Jerome Tubiana And Alexandre Franc, Guantánamo Kid: The True Story Of Mohammed El-Gharani. Book Review.

Liverpool Sound and Vision Rating 8.5/10

There is something so dreadfully wrong with the world that it is only after the fact that we collectively feel the shame that should be felt by those entrusted to keep us safe, to provide justice, to deliver on the way we all want to live, without harm. When we learn of a single human being’s treatment at the hand of the government machine, we begin to see past the lies told, the fabrications dealt out and the sense of discrimination faced.

It is in the aftermath of the events of 9/11 that arguably the biggest deceit placed in the public’s mind was sown, and whilst the actions of that September day will forever be seared in the conscious of all who witnessed it happen, what came next was sanctioned by American law makers, and aided by numerous people in positions of great authority and power.

Whatever your own politics and thoughts on the so-called War on Terror, one cannot simply dismiss what happened to many men rounded up by the Pakistan police and then sold to the America military almost as if they were slaves. Detainees, suspects, accused of being part of al-Qaida, of being personal friends or followers of Osama Bin Laden, terrorists; the label was driven into the public’s mind and allowed to fester as the anger continued to ring out for what happened to 3,000 innocent human beings one morning in New York City.
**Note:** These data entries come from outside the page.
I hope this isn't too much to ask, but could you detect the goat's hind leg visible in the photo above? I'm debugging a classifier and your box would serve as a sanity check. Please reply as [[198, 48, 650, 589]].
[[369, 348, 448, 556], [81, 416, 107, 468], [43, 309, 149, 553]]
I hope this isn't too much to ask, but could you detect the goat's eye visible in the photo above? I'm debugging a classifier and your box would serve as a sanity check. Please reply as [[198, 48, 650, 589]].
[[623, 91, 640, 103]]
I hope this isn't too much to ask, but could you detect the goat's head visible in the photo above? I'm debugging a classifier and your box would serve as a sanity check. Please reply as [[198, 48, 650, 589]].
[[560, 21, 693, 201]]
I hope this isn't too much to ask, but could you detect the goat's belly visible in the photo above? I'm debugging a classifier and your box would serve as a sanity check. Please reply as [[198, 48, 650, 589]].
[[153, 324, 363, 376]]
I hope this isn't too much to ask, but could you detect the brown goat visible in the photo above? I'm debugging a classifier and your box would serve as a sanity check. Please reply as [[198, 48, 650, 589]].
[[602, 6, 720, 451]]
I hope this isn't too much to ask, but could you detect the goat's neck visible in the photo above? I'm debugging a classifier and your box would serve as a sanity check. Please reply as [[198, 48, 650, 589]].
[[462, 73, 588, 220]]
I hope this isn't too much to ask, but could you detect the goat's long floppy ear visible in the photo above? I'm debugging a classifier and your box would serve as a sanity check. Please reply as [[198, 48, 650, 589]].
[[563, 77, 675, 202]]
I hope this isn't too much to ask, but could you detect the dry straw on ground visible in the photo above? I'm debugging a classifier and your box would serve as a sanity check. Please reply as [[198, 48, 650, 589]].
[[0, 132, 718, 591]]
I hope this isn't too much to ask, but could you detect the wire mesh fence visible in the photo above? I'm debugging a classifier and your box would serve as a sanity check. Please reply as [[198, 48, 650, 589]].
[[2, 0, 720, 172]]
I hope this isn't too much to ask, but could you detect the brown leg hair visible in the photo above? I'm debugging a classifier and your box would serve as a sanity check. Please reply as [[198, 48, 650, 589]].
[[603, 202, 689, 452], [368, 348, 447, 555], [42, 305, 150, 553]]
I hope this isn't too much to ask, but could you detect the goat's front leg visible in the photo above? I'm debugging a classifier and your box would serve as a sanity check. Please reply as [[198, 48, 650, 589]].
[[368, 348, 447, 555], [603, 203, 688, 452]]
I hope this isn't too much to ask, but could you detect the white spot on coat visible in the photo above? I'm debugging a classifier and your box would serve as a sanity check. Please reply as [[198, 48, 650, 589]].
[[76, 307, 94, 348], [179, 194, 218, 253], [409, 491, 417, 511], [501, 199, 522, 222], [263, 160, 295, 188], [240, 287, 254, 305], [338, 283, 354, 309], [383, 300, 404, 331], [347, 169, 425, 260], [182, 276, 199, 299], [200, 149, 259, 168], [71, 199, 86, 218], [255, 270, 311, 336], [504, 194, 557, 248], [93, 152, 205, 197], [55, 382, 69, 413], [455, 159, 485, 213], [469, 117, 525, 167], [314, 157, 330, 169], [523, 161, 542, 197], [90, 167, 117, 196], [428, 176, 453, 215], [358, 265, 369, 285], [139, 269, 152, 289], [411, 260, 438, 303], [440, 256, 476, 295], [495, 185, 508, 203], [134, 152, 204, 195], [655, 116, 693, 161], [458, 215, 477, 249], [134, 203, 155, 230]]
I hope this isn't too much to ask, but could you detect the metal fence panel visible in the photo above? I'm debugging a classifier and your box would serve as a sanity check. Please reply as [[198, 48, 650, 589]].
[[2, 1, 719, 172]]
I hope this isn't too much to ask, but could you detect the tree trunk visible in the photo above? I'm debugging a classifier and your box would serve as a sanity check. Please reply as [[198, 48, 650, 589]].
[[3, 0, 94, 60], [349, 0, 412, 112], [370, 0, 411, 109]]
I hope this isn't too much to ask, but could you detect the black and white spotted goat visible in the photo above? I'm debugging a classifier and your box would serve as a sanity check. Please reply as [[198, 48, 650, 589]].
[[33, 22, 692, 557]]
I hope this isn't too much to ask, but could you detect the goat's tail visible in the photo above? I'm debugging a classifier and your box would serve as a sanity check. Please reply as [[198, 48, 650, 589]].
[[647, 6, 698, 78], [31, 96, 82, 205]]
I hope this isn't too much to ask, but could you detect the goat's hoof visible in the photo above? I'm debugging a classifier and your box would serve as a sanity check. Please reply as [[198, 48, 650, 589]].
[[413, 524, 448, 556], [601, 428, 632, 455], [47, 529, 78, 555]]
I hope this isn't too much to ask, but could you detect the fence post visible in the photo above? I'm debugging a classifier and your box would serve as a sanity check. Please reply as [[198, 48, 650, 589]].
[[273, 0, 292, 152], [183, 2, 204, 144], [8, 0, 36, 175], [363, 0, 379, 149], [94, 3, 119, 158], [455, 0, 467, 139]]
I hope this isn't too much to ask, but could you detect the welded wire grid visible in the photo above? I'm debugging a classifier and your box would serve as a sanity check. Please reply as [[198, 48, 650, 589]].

It was a label pinned upon the soul of Mohammed El-Gharani, a 14-year-old boy, a poor boy whose crime if anything was to lie about his age to be able to fly to Pakistan and learn about computers and English, to see a way out of poverty. The label stuck for seven years, he suffered abuse, torture and cruelty, and this is despite him being a child, despite him being completely innocent as well as people at Guantanamo Bay knew.
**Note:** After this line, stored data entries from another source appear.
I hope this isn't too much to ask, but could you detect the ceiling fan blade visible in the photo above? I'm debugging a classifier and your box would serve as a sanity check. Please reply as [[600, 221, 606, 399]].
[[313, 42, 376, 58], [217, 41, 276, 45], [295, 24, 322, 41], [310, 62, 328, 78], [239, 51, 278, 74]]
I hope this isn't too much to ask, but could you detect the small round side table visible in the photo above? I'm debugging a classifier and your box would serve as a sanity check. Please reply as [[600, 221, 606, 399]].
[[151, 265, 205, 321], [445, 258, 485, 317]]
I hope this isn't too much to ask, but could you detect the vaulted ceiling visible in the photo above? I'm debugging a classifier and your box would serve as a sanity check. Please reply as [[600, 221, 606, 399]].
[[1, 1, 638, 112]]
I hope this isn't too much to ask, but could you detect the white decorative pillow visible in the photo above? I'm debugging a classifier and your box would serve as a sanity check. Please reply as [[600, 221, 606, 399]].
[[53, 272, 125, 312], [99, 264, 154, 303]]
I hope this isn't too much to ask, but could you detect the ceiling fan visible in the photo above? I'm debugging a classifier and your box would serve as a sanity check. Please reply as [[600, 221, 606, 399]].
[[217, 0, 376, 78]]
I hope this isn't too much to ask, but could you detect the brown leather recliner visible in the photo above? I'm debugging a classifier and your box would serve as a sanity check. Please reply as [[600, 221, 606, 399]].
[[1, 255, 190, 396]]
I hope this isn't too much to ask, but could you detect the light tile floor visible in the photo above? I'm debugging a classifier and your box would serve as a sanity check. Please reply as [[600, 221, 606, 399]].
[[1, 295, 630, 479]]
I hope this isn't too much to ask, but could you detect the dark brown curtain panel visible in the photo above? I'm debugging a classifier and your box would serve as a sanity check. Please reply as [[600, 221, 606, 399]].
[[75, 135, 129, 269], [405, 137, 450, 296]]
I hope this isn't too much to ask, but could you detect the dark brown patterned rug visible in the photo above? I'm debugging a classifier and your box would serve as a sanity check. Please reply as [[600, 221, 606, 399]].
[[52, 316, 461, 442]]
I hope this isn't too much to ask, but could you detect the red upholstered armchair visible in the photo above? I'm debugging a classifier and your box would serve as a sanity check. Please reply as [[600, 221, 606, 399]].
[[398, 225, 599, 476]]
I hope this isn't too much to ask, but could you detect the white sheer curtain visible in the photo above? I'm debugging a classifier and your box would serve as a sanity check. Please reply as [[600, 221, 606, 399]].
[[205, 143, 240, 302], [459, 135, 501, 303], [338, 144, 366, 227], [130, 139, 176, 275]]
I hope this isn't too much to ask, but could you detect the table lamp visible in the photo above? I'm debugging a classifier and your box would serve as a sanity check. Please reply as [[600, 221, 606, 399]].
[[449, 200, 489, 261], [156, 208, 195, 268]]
Guantanamo Kid: The True Story Of Mohammed El-Gharani by Jerome Tubiana and Alexandre Franc’s is not only eye-opening, it is jaw-dropping in the incredulity shown by those in charge, having asserted that he was part of a dangerous and covert cell in London in the early 90s, regardless of the fact that he would have been six at the time. It is a graphic novel that shows how a small boy can take on a system when pushed to the extremes, how by the very fashion of continuous torture and alienation, he was able to begin to stand up to the very idea of such despicable inhumanity, and even begin to see redemption in the eyes of some of those who had inflicted such misery upon him, and in those by his side. It is the tale of a boy who became a leader.
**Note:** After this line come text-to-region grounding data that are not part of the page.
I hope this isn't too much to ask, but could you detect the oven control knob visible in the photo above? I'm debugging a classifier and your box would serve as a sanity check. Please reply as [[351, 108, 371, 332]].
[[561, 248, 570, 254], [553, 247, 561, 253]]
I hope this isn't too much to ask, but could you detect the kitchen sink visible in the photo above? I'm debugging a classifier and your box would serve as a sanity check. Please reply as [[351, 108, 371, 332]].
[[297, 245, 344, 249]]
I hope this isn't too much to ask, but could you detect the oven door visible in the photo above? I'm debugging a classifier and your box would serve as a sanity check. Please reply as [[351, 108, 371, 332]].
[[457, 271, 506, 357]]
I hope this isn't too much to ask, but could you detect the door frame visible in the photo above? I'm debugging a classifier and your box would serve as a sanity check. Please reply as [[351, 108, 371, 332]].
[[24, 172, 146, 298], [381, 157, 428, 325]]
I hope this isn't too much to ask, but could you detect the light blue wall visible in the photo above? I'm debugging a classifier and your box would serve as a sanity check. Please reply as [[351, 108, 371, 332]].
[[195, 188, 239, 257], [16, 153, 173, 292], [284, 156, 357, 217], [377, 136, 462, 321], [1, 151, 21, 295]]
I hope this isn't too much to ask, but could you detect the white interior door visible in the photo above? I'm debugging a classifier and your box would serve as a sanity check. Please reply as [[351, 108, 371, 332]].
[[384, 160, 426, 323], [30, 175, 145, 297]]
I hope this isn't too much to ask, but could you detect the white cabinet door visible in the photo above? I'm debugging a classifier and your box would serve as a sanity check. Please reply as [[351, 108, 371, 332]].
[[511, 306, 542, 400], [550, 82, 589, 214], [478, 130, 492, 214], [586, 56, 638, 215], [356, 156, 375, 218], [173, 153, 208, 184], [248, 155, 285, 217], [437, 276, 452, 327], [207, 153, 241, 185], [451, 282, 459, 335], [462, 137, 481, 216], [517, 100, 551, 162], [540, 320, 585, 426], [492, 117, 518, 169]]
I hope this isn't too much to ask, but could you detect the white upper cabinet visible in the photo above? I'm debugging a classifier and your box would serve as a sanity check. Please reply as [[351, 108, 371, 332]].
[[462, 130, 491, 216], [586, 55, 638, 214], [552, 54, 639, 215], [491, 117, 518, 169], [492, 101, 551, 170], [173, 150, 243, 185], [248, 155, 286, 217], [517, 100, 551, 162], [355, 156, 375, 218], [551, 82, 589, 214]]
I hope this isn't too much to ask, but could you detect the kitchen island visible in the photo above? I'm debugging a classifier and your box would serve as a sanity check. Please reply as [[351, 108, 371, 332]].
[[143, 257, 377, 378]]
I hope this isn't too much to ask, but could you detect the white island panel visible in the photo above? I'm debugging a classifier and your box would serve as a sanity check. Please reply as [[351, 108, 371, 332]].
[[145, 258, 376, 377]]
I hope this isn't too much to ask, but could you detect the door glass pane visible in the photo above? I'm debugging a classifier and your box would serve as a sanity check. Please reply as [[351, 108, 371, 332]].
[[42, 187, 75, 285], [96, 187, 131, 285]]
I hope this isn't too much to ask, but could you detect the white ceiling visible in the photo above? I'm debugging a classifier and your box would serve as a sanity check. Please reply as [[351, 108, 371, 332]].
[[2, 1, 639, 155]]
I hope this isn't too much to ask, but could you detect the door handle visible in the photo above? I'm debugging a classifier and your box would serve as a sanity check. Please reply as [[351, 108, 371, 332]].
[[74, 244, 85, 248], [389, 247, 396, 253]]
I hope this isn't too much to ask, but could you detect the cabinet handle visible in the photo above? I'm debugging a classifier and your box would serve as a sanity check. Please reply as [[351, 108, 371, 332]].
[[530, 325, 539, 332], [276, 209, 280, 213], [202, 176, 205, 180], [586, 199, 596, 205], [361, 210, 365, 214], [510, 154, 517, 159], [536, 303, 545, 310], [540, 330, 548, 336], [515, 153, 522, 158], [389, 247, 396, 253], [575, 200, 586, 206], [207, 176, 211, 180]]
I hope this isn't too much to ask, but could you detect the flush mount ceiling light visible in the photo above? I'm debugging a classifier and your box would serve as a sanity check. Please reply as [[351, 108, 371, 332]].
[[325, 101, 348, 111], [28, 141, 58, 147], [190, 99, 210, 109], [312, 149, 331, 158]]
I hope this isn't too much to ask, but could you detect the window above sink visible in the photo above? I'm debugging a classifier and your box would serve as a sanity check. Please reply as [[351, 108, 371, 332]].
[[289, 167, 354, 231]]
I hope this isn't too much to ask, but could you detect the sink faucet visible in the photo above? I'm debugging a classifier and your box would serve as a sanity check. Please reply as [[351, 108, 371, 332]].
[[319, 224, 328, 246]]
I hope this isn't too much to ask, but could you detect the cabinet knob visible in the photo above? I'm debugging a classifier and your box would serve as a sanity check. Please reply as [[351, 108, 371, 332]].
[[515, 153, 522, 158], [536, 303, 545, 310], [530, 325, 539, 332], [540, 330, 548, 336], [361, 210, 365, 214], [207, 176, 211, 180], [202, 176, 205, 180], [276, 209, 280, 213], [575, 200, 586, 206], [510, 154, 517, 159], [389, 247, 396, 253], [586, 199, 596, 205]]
What Jerome Tubiana and Alexandre Franc do though is turn the notion upon its head, the realisation that once he was finally freed, he was forever going to be a man without a country, he was now as much as a target for suspicion and distrust as he was whilst he was locked away, seemingly forgotten, in Cuba.

A truly remarkable graphic novel, one that dispenses with the otherwise enjoyment of what the genre normally supplies, but instead shows the reader that sometimes we have to take the worst of what humanity is capable of in which to show our best, that government has no right in which to treat any of us as non-people, as slaves to satisfy a foreign power. An extraordinary tale of courage hope and despair, one that awakens the anger in our soul!

Jerome Tubiana and Alexandre Franc’s Guantanamo Kid: The True Story Of Mohammed El-Gharani is released via SelfMadeHero on March 1st.